We additionally hold that plaintiffs could allege a set of facts stating a cause of action predicated upon the presence of defective conditions on defendant’s building, which caused an unnatural accumulation of water to overflow the building’s eaves and gutters, resulting in the formation of numerous large and heavy icicles. Although we have already determined that plaintiffs were not obligated to allege an unnatural accumulation of snow or ice to state a cause of action that defendant breached its duty to providé Charles with a reasonably safe means of ingress and egress, plaintiffs certainly were not precluded from alleging defendant’s negligence in failing to correct defective building conditions that permitted hazardous unnatural accumulations of water and ice to form. Contrary to the conclusions of the trial court, we find no deficiency in the specificity of plaintiffs’ allegations of defect contained in subparagraphs 7(e) through 7(k) of counts I and II of their complaint. As detailed above, plaintiffs alleged specific building defects, including an improperly pitched overhang roof; improperly hung and sized gutters and downspouts; an inadequate number of downspouts for the overhang roof; and improper drainage of the overhang roof. As plaintiffs have pleaded specific building defects, we reject defendant’s assertions that plaintiffs’ allegations constitute legal conclusions. We note that the purpose of a section 2 — 615 motion is to determine whether the plaintiff has stated a viable cause of action, not to consider whether the plaintiff will ultimately be able to procure evidence to support his allegations. See Fahner, 88 Ill. 2d at 308. We therefore conclude that plaintiffs could allege a set of facts that would state a cause of action predicated upon the presence of defective conditions on defendant’s building that caused an unnatural accumulation of ice.

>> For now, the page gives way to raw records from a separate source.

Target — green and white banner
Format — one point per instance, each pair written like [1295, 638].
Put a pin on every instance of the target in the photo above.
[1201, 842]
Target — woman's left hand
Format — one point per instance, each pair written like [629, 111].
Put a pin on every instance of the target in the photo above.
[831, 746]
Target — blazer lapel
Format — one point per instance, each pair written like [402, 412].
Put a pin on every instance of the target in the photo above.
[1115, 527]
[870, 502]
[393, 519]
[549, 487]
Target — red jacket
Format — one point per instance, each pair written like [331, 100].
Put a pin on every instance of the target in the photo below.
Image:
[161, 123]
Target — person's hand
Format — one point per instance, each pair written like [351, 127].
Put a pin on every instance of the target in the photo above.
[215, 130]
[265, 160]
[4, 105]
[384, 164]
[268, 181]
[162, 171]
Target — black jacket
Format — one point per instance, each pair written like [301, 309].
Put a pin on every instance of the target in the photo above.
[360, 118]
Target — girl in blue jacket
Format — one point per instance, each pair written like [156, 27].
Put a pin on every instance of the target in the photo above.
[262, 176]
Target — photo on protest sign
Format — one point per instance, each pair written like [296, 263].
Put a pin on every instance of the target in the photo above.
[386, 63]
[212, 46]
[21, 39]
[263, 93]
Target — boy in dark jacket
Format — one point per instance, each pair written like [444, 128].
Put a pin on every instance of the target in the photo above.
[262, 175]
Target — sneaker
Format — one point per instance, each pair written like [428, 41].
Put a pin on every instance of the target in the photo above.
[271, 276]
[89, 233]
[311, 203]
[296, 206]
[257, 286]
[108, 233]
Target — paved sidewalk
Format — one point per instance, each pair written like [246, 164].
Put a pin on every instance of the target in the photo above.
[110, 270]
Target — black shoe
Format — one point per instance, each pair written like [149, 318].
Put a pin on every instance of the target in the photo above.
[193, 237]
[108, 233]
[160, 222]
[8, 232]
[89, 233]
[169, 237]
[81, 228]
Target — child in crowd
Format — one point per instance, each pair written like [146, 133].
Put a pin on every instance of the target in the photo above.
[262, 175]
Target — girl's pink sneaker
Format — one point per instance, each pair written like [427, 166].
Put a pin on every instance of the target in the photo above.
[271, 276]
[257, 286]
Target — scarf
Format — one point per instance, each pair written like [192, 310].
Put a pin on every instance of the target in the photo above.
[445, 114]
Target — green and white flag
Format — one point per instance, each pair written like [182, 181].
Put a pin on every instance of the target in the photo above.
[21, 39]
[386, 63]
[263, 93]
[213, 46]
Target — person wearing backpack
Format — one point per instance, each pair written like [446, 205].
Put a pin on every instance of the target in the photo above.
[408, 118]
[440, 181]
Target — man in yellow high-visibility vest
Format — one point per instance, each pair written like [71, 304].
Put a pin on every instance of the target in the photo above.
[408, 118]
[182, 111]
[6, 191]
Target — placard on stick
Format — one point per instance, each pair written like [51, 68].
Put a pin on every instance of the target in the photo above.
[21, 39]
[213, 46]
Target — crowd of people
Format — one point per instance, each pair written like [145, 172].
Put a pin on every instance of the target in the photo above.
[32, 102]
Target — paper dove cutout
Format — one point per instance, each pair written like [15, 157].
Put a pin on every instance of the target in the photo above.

Because we conclude that plaintiffs could plead a set of facts that would entitle them to recover, we conclude that the trial court erred in *239dismissing their complaint with prejudice. See Andersen, 341 Ill. App. 3d at 219; Allen v. Berger, 336 Ill. App. 3d 675, 681 (2002). Instead, justice requires that plaintiffs be given an opportunity to replead their complaint. See Andersen, 341 Ill. App. 3d at 219 (holding that amendments should be liberally allowed if doing so will further the “ends of justice”). We therefore reverse that portion of the trial court’s order dismissing with prejudice subparagraphs 7(a) through 7(n) of counts I and II, and we remand the cause with instructions that plaintiffs be given the opportunity to replead.

In closing, we note that plaintiffs have not requested reversal or raised any contention of error regarding the trial court’s dismissal of their allegation of negligence predicated upon defendant’s alleged violation of section 26 — 172 of the Rockford Code of Ordinances (subparagraph 7(o) of counts I and II). Accordingly, we will not disturb that portion of the trial court’s dismissal order.

For the foregoing reasons, we affirm that portion of the trial court’s order dismissing subparagraph 7(o) of counts I and II of plaintiffs’ complaint pursuant to section 2 — 615 of the Code, reverse the remainder of the trial court’s dismissal order, and remand the cause for further proceedings as directed.

Affirmed in part and reversed in part; cause remanded with instructions.

O’MALLEY, EJ., and McLAREN, J., concur.